Eliminating $n$ from $\left(1\right)$ and $\left(2\right)$ gives

$a{l}^2+b{m}^2+c{\left(\frac{ul+vm}{-w}\right)}^2=0$

$\Rightarrow w^{2}a{l}^2+w^{2}b{m}^2+c(ul+vm{)}^2=0$

$\Rightarrow (a{w}^2+c{u}^2){\left(\frac{l}{m}\right)}^2+2uvc\left(\frac{l}{m}\right)+(b{w}^2+c{v}^2)=0$

$\frac{l_1}{m_1}$ and $\frac{l_2}{m_2}$ are roots of above equation.
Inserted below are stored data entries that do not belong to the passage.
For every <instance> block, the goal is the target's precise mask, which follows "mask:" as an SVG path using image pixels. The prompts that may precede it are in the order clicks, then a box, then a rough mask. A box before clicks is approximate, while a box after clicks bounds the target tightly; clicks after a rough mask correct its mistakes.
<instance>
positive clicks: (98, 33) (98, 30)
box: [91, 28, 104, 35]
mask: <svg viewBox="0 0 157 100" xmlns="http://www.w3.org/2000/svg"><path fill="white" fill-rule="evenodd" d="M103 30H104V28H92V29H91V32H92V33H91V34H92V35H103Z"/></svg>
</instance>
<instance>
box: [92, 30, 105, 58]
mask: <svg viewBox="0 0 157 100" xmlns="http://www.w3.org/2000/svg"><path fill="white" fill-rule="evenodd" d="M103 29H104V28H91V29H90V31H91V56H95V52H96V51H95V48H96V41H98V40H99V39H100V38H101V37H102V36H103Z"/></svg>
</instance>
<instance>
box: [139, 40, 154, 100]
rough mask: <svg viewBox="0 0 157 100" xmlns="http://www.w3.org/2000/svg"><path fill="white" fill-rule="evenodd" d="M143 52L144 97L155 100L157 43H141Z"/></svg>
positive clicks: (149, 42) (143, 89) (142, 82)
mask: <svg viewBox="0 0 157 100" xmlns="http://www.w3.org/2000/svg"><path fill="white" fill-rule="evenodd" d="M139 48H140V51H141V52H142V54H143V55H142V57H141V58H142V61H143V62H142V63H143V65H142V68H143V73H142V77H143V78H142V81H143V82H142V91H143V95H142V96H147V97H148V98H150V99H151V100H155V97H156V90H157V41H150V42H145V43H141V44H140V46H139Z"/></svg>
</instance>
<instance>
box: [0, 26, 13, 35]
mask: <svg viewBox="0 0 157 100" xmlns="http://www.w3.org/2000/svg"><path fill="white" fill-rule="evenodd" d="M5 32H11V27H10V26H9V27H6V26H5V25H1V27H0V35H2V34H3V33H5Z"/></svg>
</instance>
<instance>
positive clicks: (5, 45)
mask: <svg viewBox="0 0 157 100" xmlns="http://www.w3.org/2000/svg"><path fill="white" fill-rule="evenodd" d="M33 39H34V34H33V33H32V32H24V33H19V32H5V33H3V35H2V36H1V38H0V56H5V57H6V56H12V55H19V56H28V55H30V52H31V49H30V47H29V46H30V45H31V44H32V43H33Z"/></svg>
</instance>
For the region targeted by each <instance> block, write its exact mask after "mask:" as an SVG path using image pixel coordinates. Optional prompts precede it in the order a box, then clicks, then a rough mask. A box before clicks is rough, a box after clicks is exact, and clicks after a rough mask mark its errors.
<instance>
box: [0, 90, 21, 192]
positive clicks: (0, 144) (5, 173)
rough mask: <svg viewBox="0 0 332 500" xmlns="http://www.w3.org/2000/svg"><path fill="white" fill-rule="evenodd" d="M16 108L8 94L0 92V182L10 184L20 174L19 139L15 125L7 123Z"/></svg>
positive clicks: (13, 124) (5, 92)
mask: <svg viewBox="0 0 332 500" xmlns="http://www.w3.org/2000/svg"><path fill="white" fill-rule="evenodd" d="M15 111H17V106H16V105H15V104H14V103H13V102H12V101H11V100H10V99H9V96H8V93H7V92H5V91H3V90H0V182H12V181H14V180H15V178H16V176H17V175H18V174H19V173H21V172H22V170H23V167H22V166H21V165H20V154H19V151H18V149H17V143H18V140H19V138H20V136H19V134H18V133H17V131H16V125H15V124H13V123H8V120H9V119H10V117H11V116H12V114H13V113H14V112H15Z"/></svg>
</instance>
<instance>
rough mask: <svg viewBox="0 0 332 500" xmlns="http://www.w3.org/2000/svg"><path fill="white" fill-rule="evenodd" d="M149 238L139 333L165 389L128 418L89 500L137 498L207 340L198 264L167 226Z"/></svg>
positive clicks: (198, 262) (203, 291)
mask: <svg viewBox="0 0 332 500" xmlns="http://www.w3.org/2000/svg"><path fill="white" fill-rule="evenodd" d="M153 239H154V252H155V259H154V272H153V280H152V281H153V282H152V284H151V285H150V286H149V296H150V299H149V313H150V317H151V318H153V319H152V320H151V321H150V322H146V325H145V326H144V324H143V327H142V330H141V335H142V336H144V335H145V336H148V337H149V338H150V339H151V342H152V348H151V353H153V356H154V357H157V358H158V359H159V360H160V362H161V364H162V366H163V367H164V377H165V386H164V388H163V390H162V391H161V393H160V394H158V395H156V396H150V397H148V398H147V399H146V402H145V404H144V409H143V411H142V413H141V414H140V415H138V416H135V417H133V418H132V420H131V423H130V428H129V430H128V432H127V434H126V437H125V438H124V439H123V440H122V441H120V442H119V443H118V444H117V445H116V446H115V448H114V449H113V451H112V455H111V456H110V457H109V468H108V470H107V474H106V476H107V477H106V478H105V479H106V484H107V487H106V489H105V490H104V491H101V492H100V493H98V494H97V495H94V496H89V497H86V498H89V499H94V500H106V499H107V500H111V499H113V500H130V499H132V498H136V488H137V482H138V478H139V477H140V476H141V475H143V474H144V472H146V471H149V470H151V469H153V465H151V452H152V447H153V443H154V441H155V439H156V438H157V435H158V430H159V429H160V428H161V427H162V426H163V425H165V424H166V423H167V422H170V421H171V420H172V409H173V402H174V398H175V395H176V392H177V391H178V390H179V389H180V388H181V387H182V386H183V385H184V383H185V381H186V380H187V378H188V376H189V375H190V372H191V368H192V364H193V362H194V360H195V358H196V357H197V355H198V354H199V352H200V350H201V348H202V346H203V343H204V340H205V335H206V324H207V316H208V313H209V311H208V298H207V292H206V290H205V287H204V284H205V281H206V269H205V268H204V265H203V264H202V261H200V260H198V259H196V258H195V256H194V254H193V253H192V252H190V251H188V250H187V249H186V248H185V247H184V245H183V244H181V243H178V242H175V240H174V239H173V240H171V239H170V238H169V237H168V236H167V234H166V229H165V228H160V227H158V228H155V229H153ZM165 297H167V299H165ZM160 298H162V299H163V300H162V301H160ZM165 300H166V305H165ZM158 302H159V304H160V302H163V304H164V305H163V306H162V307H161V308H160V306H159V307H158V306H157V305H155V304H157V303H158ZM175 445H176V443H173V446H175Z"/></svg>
Product of roots $\frac{l_1{l}_2}{m_1{m}_2}=\frac{b{w}^2+c{v}^2}{a{w}^2+c{u}^2}$ -----$\left(3\right)$

Similarly, eliminating $l$ from $\left(1\right)$ and $\left(2\right)$ gives,

$\frac{m_1{m}_2}{n_1{n}_2}=\frac{a{w}^2+c{u}^2}{a{v}^2+b{u}^2}$ -----$\left(4\right)$

From $\left(3\right)$ and $\left(4\right)$, we get

$\frac{l_1{l}_2}{b{w}^2+c{v}^2}=\frac{m_1{m}_2}{a{w}^2+c{u}^2}=\frac{n_1{n}_2}{a{v}^2+b{u}^2}$

Lines are perpendicular if $l_1{l}_2+m_1{m}_2+n_1{n}_2=0$

$\therefore u^2(b+c)+v^2(c+a)+w^2(a+b)=0$

Hence, option D.